I'm doing experiments on random graph denoted as $G(n, p)$, which is Erdos-Renyi graph. So far, there's certainly a transition phase. If $p$ > $T$, where $T > \frac{1}{n}$ is the threshold, then the graph will have only a single connected component.
Is there an analytical solution for small fixed $p$? Could we derive or predict the asymptotic growth, or determine lower/upper bounds? Is there a connection between $p$ and number of connected components $C_p$?
Since current implementation provides a random generator with different seed, a multiple attempts were made to see the overall tendency.
edges = np.arange(5, 200, 1)
probability = 0.1
for attempts in ['r', 'g', 'b', 'y', 'm']:
components = []
for edges_cnt in edges:
G = nx.gnp_random_graph(edges_cnt, probability)
components.append(nx.number_connected_components(G))
plt.plot(edges, components, lw = 1, color = attempts, label = 'p = 0.002')
When $p$ is small enough, one can observe the linear (probably $O(n)$) growth. As we increase it, the process becomes more stochastic and it becomes impossible for me to derive the conclusions.
Thank you in advance!
Best Answer
The number of components is still determined by the relationship between $n$ and $p$. In $G_{n,p}$ where we consider $n$ to be the primary parameter and $p$ to be a function of $n$, there are several primary cutoffs. For large $n$, we expect that
If $p < \frac1n$, then there are few cycles, and so the number of components is roughly $n - \binom n2p$. (It starts at $n$, and in the absence of cycles, each of an average of $\binom n2p$ edges reduces the number of components by $1$.) As we get closer and closer to $\frac1n$, this approximation gets worse, but the number of components should still be linear in $n$.

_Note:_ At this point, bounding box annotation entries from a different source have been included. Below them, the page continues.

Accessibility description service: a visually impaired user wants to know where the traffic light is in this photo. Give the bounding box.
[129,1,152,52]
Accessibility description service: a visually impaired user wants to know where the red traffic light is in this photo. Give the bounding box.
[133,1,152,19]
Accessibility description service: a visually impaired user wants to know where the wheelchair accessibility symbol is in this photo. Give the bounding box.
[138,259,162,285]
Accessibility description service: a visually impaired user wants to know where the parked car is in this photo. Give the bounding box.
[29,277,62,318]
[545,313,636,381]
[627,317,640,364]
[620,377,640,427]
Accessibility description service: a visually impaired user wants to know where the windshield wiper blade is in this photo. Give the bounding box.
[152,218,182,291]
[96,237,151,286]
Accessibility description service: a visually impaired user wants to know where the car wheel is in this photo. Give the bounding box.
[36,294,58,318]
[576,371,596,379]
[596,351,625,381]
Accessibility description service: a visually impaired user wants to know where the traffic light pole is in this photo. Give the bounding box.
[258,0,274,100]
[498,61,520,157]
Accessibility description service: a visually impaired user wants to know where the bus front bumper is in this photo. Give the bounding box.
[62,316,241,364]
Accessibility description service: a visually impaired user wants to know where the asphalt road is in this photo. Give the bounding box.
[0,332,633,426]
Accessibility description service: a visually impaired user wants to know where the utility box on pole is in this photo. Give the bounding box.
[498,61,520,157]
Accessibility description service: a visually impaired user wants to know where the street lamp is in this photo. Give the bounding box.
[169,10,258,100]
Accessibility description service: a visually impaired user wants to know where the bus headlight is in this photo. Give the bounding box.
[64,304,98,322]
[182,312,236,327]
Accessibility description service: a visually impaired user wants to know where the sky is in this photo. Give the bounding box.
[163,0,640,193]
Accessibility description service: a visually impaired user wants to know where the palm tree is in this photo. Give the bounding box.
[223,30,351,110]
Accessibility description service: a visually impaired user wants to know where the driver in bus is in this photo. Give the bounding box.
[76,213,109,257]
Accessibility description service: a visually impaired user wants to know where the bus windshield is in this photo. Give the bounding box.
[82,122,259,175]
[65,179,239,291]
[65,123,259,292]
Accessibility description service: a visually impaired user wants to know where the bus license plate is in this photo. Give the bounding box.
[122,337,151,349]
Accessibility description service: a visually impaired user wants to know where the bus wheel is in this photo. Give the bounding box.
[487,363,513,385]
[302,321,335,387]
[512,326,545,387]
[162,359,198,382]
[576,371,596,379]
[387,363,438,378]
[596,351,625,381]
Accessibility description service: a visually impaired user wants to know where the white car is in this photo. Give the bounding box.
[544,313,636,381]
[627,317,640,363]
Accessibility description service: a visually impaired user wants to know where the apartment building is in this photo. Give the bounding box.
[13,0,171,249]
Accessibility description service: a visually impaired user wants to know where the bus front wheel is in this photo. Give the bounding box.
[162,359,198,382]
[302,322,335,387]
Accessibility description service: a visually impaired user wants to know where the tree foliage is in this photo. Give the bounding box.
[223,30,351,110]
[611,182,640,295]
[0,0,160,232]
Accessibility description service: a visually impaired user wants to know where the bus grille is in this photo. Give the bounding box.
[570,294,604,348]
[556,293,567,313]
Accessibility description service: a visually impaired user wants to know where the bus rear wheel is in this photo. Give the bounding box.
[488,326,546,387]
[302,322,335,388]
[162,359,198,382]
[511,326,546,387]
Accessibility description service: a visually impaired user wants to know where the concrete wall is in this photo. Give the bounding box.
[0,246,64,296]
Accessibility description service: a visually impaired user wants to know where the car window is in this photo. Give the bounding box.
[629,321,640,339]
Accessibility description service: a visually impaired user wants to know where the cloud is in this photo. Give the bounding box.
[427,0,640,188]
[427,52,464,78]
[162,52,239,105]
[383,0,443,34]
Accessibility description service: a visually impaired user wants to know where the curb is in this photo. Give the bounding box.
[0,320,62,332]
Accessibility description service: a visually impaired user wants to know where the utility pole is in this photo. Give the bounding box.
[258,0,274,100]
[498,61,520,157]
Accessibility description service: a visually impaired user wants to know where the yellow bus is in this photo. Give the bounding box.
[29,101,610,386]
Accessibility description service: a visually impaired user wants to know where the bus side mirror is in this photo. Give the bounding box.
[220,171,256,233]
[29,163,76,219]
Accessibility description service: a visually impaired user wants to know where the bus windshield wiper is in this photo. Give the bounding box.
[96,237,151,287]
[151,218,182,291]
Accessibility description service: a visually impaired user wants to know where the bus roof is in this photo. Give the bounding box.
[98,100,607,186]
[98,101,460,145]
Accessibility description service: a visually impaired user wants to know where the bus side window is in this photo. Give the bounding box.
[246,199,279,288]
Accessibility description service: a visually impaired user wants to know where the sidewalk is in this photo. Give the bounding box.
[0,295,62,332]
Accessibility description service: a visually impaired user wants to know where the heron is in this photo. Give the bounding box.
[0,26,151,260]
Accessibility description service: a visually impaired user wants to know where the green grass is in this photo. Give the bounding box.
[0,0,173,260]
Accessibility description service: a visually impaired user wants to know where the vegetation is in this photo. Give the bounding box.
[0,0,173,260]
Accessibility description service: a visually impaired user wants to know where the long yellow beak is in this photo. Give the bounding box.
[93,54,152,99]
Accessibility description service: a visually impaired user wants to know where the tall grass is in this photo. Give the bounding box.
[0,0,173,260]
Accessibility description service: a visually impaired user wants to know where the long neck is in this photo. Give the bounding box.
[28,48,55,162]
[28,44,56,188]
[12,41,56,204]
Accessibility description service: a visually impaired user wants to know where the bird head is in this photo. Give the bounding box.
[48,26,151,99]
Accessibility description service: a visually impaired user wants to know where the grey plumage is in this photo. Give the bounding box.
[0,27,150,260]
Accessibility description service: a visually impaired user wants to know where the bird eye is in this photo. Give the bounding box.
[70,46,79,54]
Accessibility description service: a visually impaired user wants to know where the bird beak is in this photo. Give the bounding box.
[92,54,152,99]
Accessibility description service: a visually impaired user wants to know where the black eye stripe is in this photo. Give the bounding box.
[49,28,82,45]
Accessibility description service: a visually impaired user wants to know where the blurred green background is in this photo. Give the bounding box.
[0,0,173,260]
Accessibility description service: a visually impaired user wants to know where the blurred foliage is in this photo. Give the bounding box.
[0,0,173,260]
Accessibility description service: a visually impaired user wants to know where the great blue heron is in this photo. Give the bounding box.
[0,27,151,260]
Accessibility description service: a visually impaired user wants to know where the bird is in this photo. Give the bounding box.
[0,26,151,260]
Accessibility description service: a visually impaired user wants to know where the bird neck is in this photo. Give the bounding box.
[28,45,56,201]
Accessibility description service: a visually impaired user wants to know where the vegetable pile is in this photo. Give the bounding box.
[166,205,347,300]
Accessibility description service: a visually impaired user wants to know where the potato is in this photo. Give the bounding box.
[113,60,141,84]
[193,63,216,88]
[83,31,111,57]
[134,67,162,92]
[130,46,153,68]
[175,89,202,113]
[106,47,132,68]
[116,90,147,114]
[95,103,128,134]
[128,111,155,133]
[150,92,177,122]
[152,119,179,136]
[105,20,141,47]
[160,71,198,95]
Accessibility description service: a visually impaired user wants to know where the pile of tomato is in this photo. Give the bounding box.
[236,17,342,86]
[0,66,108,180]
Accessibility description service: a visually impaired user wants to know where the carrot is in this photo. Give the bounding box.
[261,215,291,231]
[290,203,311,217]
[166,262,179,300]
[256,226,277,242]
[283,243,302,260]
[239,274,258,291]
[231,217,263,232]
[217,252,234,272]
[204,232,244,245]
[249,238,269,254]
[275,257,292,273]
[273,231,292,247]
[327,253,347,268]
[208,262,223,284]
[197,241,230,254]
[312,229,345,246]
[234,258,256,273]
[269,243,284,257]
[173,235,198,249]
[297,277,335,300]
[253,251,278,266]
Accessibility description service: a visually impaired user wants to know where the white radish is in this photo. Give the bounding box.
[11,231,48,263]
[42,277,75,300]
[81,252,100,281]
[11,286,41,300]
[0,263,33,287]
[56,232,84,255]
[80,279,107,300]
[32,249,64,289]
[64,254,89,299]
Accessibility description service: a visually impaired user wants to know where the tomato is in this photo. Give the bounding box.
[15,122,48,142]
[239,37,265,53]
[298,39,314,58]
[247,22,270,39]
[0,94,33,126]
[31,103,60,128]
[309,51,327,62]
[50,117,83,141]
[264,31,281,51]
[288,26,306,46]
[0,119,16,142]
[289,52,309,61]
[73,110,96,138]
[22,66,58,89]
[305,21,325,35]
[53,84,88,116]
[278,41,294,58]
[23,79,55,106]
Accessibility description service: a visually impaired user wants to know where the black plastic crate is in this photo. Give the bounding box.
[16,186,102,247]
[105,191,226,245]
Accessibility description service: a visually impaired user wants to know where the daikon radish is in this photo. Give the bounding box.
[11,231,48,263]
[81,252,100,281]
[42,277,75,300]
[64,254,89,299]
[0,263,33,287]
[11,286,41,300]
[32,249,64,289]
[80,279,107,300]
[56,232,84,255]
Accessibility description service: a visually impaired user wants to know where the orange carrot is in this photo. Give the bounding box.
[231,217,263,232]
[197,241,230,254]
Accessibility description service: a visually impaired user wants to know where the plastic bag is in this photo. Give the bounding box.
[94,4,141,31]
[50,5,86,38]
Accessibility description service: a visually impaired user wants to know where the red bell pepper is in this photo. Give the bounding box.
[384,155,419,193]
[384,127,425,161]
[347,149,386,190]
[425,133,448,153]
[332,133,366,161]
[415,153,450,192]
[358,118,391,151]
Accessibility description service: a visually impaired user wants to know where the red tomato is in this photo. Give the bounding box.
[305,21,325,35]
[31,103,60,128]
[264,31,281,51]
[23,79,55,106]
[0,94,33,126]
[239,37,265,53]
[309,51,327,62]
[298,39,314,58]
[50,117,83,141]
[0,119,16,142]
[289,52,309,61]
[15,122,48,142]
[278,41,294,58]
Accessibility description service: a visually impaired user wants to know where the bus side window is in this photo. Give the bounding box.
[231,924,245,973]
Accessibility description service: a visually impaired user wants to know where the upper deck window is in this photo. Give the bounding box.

If $p > \frac1n$, there is a giant component. Estimates here are more annoying to get, but the idea is that for each $k \ll \log n$, the number of components of size $k$ is linear in $n$, and you can estimate the number of them by analyzing a branching process.
Once $p$ is sufficiently larger than $\frac1n$ (when $np \to \infty$ as $n \to \infty$), the most frequent small components are isolated vertices, and the average number of these is $n(1-p)^{n-1} \sim n e^{-np}$.
For $p$ around $\frac{\log n}{n}$, even the isolated vertices disappear or almost disappear.
If you fix $p$ and vary $n$, the cutoffs appear in the same places. But the problem is that all of the usual approximations for random graphs are valid for large $n$. For large $p$ like $p=0.1$, the cutoffs like $p = \frac1n \iff n = \frac1p$ are not very large, and so the approximations are not very good. But for large $p$, we expect the number of components to shrink down to $1$ very quickly.
Once you're comparing $p=0.01$ or $p=0.001$ or $p=0.00001$, the descriptions above are going to be correct, except to see where they occur, you should solve for $n$ in terms of $p$.